A mayor profundidad, me topé con otra cavidad, un nuevo osario, y luego caí en la trampa de un callejón sin salida.
Di media vuelta, sin dejar de tantear la pared de la izquierda. Una galería más ancha se adentró en una abertura practicada en la pared, donde me metí acelerando el paso. Los parpadeos en la intensidad luminosa del haz de mi linterna eran prueba irrefutable de que las tinieblas no tardarían en recobrar el protagonismo.
El laberinto subterráneo debía de extenderse varios centenares de metros, incluso kilómetros; se abrían sin cesar en lo desconocido nuevas bocas y túneles sin fin. Seguía todas las vías que se presentaban ante mí, con cuidado de anotar mentalmente cada vez el itinerario escogido. Me había convertido, yo también, en un juguete de Serpetti, una marioneta, un tren eléctrico atrapado en una red de tamaño natural…

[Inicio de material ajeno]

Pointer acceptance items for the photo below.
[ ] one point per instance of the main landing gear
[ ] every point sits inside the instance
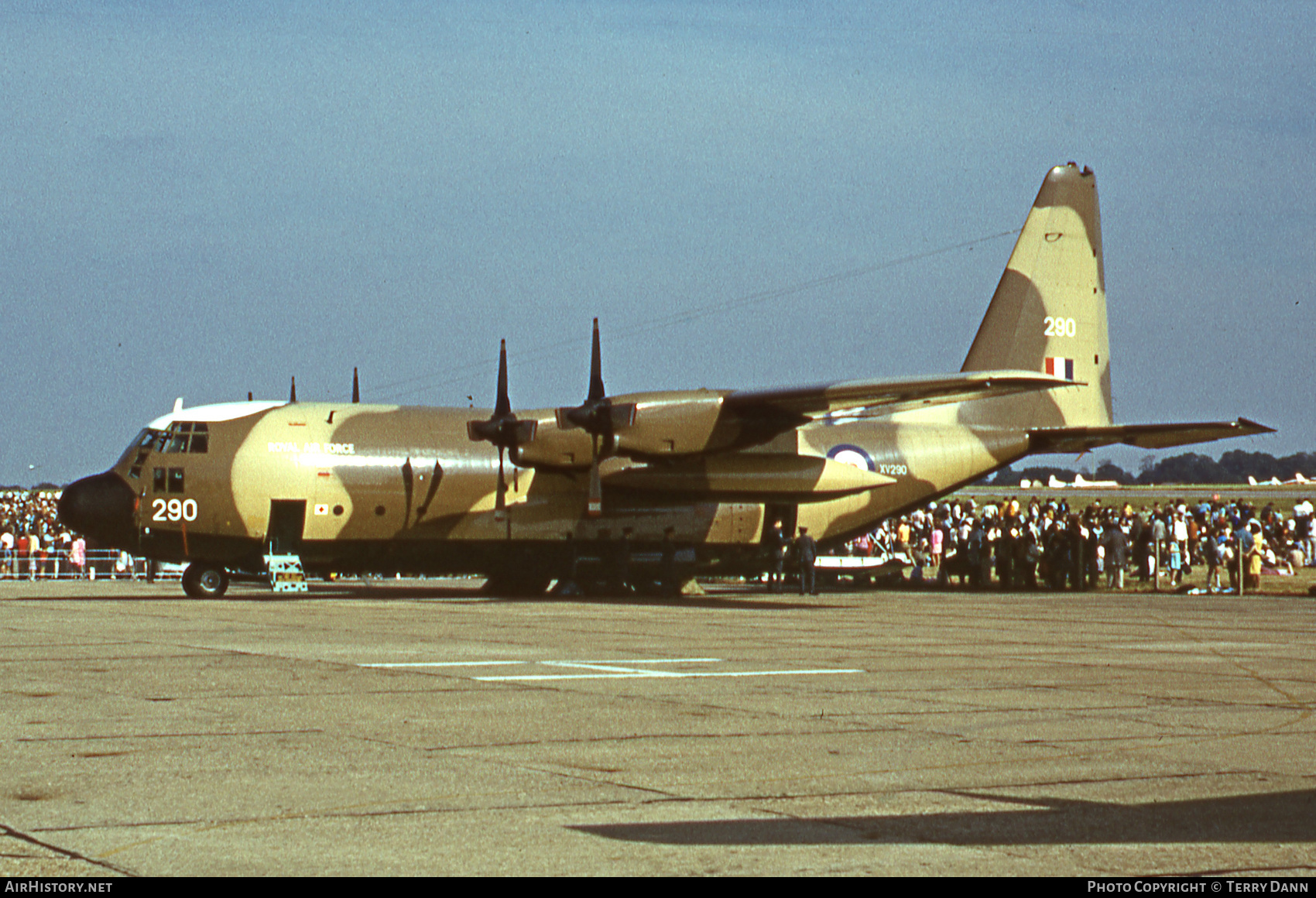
(204, 581)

En el hueco de ninguna parte, me atreví a hacer un llamamiento.
–¡Suzanne! ¡Suzanne!
Mi voz tropezó con múltiples paredes antes de desaparecer, como si se la hubiese engullido la nada. Ninguna respuesta; tan sólo ecos glaciales. La Maglite empezó a apagarse y a encenderse ante mis golpes secos en la parte trasera. Había sobreestimado la duración de las pilas. Tenía que volver a subir y esperar los refuerzos que supuestamente llegarían en cualquier momento. Tanteando esta vez la pared situada a mi izquierda, volví sobre mis pasos hasta, por fin, alcanzar la escalera, en el momento en que la linterna se apagaba definitivamente. Me llegó el sonido de unas voces exteriores.
–¡Aquí! – vociferé.
Oí alzarse el tono y luego una caballería de pasos.
–¡Soy yo, Sharko! – Acudí hasta la entrada de la torre del agua-. ¿Cuántos sois?
Sibersky contestó.
–Somos ocho, hemos venido en cuatro coches. Un coche se ha marchado a casa de la criminóloga. ¡Están por llegar más equipos!
–¡Id a buscar linternas! ¡Proyectores, rápido! ¡Y venid! ¡Tenemos que registrar estos subterráneos!
–¿Cree que tiene a Williams?
–¡Sí! ¡Deprisa!
–¿Y su mujer?
–¡Está encerrada ahí dentro, estoy seguro! Centenares y centenares de metros de galerías se despliegan bajo nuestros pies. Pedid más refuerzos, muchos más. ¡Quiero el mayor número de gente posible en los registros! ¡Poneos en contacto con todas las comisarías de los alrededores! ¡Que vengan! Y sobre todo, ¡lo quiero vivo! ¡Vivo! ¡Quiero vivo a ese hijo de puta!